I really had to look at my mental health. I am very aware of my defined diagnosis, GAD and a few assorted add ons. But what I was really wanting to look at was my life and my mental health, I mean ‘How the fuck did I get here? How and why were these monsters created? What am I responsible for? Can I really change anything after all this time? Or will this be the same ‘wait it out’ battle for the rest of my life? I have known for sometime in my heart that things could/should be different. With help, I have been working with a program for the last month, it falls in line with behaviour modification and retraining the brain to respond differently, mindfully. It is hard, it is scary. I am honouring myself by taking it slowly. I have also incorporated more spiritual work in my life as well. Both the spiritual practice and the cognitive mental health practices I am working on have lead me to the same path. It is suggested in both places to be very specific about what I want to work on. Not to take on everything at once. To have patience and to trust. To ask for help when I need it, to be honest on my path and to help others where I can. To do my best to practice non judgment on myself. To accept the darker parts of who I am.

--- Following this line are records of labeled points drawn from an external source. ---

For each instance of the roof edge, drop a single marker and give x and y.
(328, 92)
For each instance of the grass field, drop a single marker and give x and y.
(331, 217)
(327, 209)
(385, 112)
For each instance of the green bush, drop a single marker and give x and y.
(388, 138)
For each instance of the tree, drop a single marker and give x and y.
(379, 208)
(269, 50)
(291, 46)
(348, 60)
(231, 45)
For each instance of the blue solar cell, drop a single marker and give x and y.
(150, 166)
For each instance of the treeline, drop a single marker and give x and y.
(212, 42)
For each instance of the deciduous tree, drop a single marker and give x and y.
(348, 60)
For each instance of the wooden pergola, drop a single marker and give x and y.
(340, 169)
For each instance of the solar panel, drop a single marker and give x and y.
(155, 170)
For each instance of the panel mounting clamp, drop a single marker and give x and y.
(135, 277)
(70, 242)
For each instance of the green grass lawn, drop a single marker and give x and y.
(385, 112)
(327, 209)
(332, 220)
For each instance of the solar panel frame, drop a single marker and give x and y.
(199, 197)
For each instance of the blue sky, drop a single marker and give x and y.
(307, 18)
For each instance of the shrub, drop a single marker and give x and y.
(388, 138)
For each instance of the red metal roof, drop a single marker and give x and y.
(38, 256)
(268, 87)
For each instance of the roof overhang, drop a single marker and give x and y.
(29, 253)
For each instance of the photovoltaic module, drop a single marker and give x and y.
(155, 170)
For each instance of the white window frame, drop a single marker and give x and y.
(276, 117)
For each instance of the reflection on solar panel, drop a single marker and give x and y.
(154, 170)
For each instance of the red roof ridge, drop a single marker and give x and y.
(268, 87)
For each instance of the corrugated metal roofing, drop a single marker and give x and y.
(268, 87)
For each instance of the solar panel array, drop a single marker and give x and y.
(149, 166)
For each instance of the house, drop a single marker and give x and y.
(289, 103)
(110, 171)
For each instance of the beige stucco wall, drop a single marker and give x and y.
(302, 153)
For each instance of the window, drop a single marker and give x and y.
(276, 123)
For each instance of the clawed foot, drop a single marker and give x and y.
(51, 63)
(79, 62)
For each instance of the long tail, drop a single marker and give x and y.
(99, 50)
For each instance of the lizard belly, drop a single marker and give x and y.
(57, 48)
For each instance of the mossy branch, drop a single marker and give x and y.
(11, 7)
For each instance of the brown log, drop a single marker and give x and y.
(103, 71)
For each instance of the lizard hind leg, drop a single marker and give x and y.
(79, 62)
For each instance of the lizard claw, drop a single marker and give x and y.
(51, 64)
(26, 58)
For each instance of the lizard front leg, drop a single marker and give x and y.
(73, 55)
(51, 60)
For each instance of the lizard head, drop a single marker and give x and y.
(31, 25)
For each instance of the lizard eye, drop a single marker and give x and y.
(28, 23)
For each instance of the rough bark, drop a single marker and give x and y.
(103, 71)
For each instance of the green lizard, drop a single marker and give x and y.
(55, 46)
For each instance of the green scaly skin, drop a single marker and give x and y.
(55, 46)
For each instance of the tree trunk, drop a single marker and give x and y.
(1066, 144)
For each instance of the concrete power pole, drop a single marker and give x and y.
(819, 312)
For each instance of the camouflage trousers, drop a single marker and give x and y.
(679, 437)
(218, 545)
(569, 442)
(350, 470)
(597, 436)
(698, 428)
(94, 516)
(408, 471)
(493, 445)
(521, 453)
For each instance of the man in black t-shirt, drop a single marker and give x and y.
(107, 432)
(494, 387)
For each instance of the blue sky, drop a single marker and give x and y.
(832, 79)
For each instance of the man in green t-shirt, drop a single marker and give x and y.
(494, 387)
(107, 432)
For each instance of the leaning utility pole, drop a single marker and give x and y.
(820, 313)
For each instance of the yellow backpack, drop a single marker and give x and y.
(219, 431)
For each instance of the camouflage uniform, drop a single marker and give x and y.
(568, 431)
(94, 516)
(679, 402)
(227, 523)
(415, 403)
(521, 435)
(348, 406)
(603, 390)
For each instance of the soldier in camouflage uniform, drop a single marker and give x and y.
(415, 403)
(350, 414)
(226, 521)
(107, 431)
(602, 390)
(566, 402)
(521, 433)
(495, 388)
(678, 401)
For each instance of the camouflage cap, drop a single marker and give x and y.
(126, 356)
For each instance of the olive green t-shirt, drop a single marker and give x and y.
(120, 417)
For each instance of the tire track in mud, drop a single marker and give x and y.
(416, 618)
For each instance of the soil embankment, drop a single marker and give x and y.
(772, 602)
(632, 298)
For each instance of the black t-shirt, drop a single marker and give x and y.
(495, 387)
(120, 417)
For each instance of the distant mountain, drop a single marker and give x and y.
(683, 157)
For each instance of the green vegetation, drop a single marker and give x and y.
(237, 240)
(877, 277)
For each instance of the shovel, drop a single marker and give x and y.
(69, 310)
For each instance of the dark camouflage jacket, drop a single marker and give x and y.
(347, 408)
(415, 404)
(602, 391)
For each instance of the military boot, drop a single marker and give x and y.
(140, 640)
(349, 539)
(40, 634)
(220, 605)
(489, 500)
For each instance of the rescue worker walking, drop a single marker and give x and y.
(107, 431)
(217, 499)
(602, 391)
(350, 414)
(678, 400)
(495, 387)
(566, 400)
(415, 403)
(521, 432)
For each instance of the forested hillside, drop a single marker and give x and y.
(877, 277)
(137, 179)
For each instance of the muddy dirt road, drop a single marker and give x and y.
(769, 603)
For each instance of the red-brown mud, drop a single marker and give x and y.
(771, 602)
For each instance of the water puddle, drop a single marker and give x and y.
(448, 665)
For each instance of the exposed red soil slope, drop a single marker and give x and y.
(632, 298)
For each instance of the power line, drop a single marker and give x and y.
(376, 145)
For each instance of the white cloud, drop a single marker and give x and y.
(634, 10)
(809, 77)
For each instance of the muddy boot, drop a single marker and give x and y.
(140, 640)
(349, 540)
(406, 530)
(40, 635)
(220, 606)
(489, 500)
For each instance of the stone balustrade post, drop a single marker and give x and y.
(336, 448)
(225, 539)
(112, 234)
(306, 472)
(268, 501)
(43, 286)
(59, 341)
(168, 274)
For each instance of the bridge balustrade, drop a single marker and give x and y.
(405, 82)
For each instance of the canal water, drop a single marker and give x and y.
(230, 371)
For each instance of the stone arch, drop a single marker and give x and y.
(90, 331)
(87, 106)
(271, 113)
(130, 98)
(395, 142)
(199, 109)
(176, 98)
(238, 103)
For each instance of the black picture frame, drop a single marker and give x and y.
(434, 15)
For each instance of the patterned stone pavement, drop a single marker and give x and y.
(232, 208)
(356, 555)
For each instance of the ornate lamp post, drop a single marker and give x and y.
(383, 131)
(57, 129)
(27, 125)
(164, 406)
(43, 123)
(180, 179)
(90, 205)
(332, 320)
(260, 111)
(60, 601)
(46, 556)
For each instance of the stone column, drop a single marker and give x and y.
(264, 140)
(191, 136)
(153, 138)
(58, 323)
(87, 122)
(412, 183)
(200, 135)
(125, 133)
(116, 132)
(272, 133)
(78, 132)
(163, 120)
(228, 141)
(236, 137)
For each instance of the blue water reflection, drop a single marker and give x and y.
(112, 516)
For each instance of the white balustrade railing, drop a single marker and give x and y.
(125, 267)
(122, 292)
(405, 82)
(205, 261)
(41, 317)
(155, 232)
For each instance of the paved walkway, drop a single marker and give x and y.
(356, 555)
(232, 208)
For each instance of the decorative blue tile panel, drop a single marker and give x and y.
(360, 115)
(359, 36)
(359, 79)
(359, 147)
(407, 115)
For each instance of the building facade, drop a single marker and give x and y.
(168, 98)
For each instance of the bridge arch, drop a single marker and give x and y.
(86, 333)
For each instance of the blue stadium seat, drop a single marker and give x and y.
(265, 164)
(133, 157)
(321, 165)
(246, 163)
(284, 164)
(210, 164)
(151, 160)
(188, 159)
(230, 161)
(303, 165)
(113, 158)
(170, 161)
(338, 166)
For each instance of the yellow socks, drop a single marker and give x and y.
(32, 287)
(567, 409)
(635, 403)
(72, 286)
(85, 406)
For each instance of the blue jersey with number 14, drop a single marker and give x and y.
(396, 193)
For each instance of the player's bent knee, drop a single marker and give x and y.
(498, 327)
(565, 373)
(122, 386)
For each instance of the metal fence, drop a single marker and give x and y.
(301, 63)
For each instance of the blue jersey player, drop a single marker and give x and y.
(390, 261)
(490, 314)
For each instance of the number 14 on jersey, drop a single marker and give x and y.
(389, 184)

I decided to look at something that does not make me feel very good, it is hard on relationships and it is all around exhausting. I want to understand my need to be acknowledged, adored, needed and valued. It is a constant. It is vacuous, never ending yaw. It skews things for me. I am never satisfied, I am never calmed or reassured enough. Why do I fear being invisible, abandoned? The continuous need to be reassured that I am valid, seen. How was this behaviour created? Where do we begin?

Study your trauma (get help here if you need it), study your response, see how that pattern either serves or not now. In the spiritual world, you are doing shadow work. Have help, have guidance, have support. It may feel like a very lonely trip at times, being that far inward, but you will want to have back up. Some of the monsters you may encounter along the way were formed in traumas that for the moment may still have the ability to pull you apart. Have people you can trust, who will not judge, have professionals near too, just in case. Have your spiritual help, the Gods and Goddess’ that you can call upon, who will anchor you, connect with you, so you will know you are not alone.

Be prepared that some of what you may face may not be from this current existence. Generational trauma that can be passed in the DNA. Trauma experienced by the Mother while pregnant. Past life traumas, energetic bindings that may need to be explored, healed, repaired or cut. It is complex.

As you travel the road to your inner core self, keep in mind you will not like parts of who you are. You may also fall deeply in love with other unknown pieces of yourself too. You will not be able to change all of it to love and light, you should not want to. There is much to love and value in our shadow sides. Do your best with the wounds that fester and weep. Gently clean the scar tissue of other wounds and admire how all of this has brought you forward.

Strength, Determination. Love. Acceptance.

Draw your mirror, your sword, your heart and your breath. The Shadow work has begun.